Wave energy comes in many forms: at Inhabitat we’ve written about buoys, floating sea walls, and floating platforms. But Australia-based Wave Swell Energy (WSE) takes a novel approach to harvesting power from ocean waves using what CEO Tom Denniss calls an artificial blowhole.
WSE’s artificial blowhole is a concrete column resting in the sea; waves rushing in and out of a central chamber cause air to have a positive or negative pressure. The pressure changes allow the air to pass by a turbine, generating clean power. All the moving parts are above the water line for ease of maintenance.

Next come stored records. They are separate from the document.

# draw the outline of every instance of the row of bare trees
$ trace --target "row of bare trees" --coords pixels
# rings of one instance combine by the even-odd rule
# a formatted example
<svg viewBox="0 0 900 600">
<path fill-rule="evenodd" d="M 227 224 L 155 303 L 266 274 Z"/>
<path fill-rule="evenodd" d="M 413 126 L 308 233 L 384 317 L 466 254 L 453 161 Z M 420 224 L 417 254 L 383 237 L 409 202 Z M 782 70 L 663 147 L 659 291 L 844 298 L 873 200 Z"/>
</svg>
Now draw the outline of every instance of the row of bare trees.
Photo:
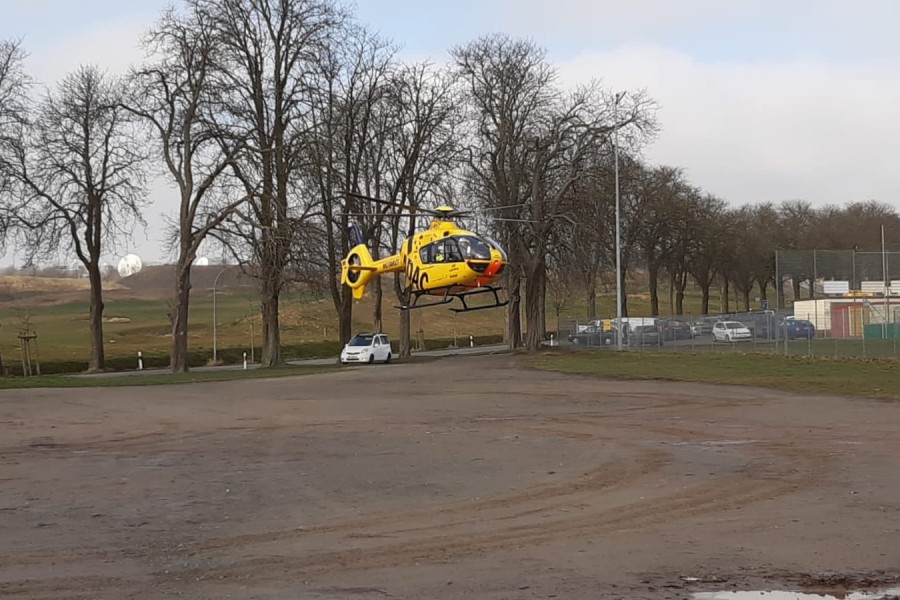
<svg viewBox="0 0 900 600">
<path fill-rule="evenodd" d="M 583 294 L 593 316 L 614 272 L 614 147 L 621 283 L 646 270 L 655 313 L 666 284 L 678 306 L 699 287 L 704 310 L 717 284 L 747 302 L 754 285 L 764 296 L 775 247 L 831 231 L 827 210 L 732 209 L 680 170 L 646 165 L 654 101 L 598 82 L 563 86 L 529 41 L 488 35 L 451 49 L 443 68 L 403 62 L 335 0 L 182 0 L 143 41 L 147 58 L 127 76 L 83 67 L 40 99 L 20 44 L 0 45 L 3 241 L 29 261 L 62 251 L 84 264 L 92 369 L 104 366 L 100 256 L 141 223 L 151 177 L 173 190 L 174 371 L 188 368 L 190 273 L 203 244 L 221 244 L 258 278 L 262 363 L 273 366 L 286 287 L 328 289 L 348 339 L 352 296 L 337 277 L 348 228 L 359 223 L 384 256 L 421 225 L 409 213 L 435 203 L 491 209 L 493 219 L 468 225 L 507 249 L 507 339 L 536 348 L 548 297 L 558 309 L 560 290 Z M 834 209 L 828 222 L 857 208 L 877 207 Z M 845 242 L 846 229 L 833 232 Z M 384 293 L 409 301 L 402 274 L 393 284 L 374 282 L 376 329 Z M 409 333 L 404 312 L 402 355 Z"/>
</svg>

The company says they’ve based their technology on the idea of an oscillating water column. But the difference between their technology and that of other organizations is their turbine is only hit by air flowing from one direction. This means the turbine design is simpler, more reliable, and more durable. The design also yields a higher energy conversion efficiency, according to the company.
Their blowhole can produce up to one megawatt (MW) of power; as wave conditions and weather change, the average output is around 470 kilowatts. Its capacity factor – or ratio of average to peak power – is around 47 percent, much greater than the 30 percent achieved by other wave power systems. That means WSE could offer their electricity for around seven cents per kilowatt-hour (kWh), which is roughly competitive with coal. The WSE technology has the added side benefit of producing desalinated water.
By the middle of 2018, they plan to test their technology near King Island, a land mass home to under 2,000 people between Australia and Tasmania. Denniss also has his sights set on Hawaii. The company aims to scale up rapidly – within the next five years they hope to deploy systems able to produce 100 MW or greater. They also think they can lower the price in the future to four cents per kWh.